October 19th, 2011 at 1:39 pm
Yawn because Thor not going to be dead for long or Thor book will be canceled in couple of months.
October 19th, 2011 at 2:02 pm
It’s also hard to believe that the people of the Marvel and (previous) DC universes aren’t aware of this. Martian Manhunter’s funeral in Final Crisis was great, because the characters actually acknowledged the fact that heroes die and come back all the time.
I mean, by now it should be devalued in the fictional universe, too.
October 19th, 2011 at 2:59 pm
Human Torch is coming back in Fantastic Four #600.
That right there should summarize for everybody how little value there is not only in super hero deaths these days, but also in numbering systems.
October 19th, 2011 at 6:13 pm
*points up at Silvanthalas*
That.
Right there, in that second sentence, it’s summed up beautifully.
October 19th, 2011 at 10:30 pm
I always found the obsession with comic book deaths and resurrections to be pathetic.
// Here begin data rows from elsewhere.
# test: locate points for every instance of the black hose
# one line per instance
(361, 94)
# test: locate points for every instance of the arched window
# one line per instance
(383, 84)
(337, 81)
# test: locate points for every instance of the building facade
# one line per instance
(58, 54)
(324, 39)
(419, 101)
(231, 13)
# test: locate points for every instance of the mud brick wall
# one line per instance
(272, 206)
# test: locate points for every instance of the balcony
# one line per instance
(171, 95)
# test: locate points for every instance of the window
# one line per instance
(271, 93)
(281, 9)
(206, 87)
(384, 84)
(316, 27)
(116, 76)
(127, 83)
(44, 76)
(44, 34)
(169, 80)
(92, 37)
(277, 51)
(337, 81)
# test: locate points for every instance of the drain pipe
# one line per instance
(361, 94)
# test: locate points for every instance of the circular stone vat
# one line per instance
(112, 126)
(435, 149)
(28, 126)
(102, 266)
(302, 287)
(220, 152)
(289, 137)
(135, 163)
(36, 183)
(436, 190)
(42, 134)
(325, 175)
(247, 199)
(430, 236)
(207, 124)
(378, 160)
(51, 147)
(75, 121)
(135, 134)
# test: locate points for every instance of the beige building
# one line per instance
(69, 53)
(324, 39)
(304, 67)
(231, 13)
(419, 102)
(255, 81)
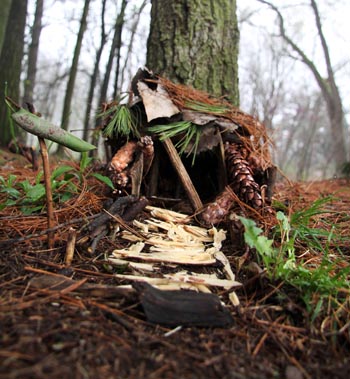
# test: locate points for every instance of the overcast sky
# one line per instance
(58, 36)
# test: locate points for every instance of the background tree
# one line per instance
(93, 78)
(326, 84)
(33, 51)
(74, 68)
(196, 43)
(4, 12)
(11, 64)
(114, 52)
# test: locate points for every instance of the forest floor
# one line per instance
(80, 334)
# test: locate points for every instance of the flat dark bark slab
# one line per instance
(187, 308)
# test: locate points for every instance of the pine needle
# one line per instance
(123, 122)
(191, 134)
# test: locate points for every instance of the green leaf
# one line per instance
(36, 192)
(12, 192)
(59, 171)
(104, 179)
(253, 238)
(85, 161)
(44, 129)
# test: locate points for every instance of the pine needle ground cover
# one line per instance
(292, 320)
(275, 277)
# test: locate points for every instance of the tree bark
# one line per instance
(73, 71)
(11, 65)
(196, 43)
(33, 53)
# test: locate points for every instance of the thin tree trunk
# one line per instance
(73, 71)
(327, 85)
(131, 43)
(4, 13)
(11, 65)
(95, 73)
(196, 43)
(33, 53)
(116, 44)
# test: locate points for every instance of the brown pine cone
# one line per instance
(240, 175)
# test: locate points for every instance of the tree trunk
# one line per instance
(73, 71)
(134, 26)
(94, 74)
(4, 13)
(116, 44)
(196, 43)
(33, 53)
(11, 64)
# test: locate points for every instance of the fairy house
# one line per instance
(173, 143)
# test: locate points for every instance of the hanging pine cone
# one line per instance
(240, 175)
(242, 183)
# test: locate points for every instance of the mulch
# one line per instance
(78, 334)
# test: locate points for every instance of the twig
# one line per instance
(72, 236)
(183, 174)
(49, 201)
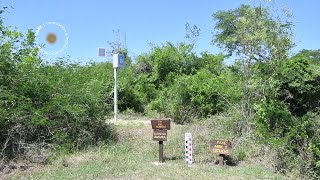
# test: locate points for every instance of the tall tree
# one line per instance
(254, 35)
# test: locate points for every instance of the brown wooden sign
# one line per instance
(220, 146)
(161, 124)
(160, 135)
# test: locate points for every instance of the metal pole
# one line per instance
(161, 151)
(115, 98)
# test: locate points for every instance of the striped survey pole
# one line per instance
(188, 147)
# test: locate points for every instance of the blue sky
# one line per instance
(90, 24)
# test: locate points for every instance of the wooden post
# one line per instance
(221, 159)
(161, 151)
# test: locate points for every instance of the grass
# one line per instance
(135, 156)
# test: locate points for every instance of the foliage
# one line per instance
(59, 104)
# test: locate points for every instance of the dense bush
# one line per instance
(52, 104)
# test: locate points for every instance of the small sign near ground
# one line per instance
(160, 135)
(220, 146)
(161, 124)
(160, 127)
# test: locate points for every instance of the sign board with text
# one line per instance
(160, 135)
(220, 146)
(161, 124)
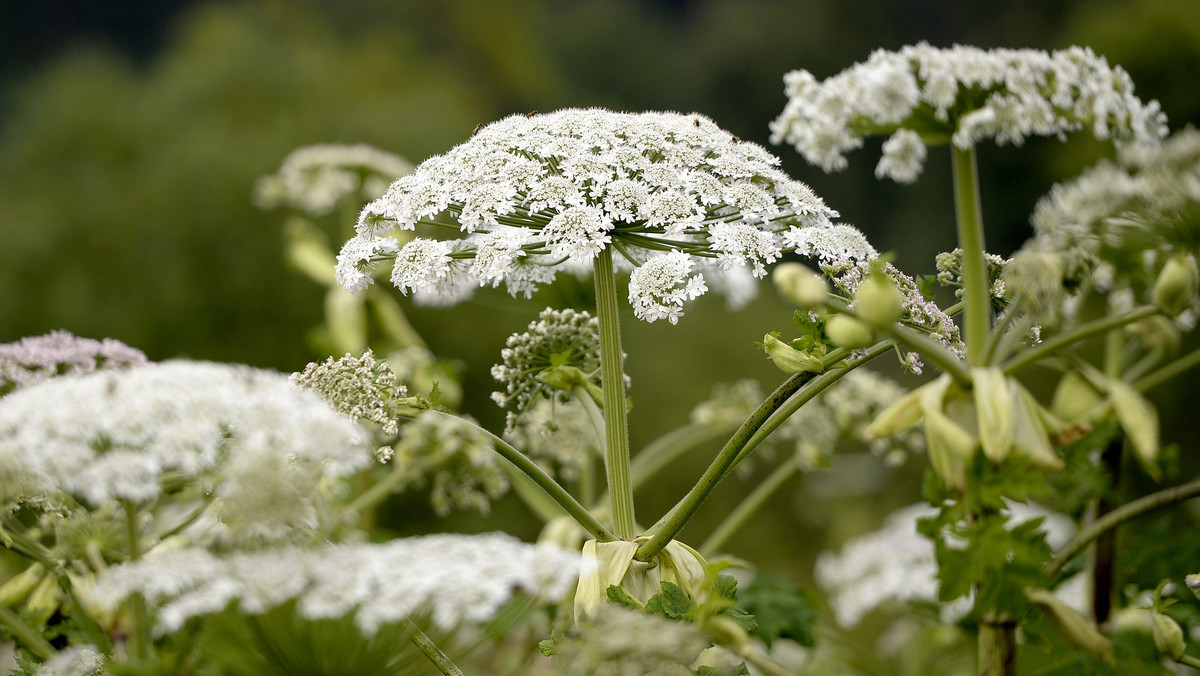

October 20th, 2011 at 8:14 am
Did Iron Man really die? He was braindead, but no one was under the illusion that he had actually died. Marvel didn’t promote it as such and the characters treated it as a serious medical condition, not death.
October 20th, 2011 at 9:05 am
Since we all know that these long running characters will NEVER die, of course death in their stories will never last. Knowing that, for years the writers would kill of supporting characters (Gwen Stacy, Ma & Pa Kent, Uncle Ben) but even that wouldn’t last. So where’s the drama in these stories?
There are only two ways, IMO, to solve this problem. The first is too complicated and the companies don’t have the guts to make the second one work.
1) If the companies (Marvel, DC) would decide to reboot their entire lines, oh, every 10, 15 years, they could conceivably kill a character in a story knowing that when they reboot the line again they could bring them back.
I don’t see this happening anytime soon, because I don’t think either company has the guts to do a complete, clean reboot and even then, I don’t see them sticking to their guns and not bringing back a character before the next reboot.
2) Since death of a character isn’t going to fool anyone (“oh, he’ll be back in a month or so”) how about disabling a character? Batgirl/Barbara Gordon was controversially disabled in the 1980′s and remained that way for over 20 years (and too many, became more of an interesting character). This could amp up the drama, but I don’t have the confidence that future writers and editors wont screw that up as well. See the new DC 52.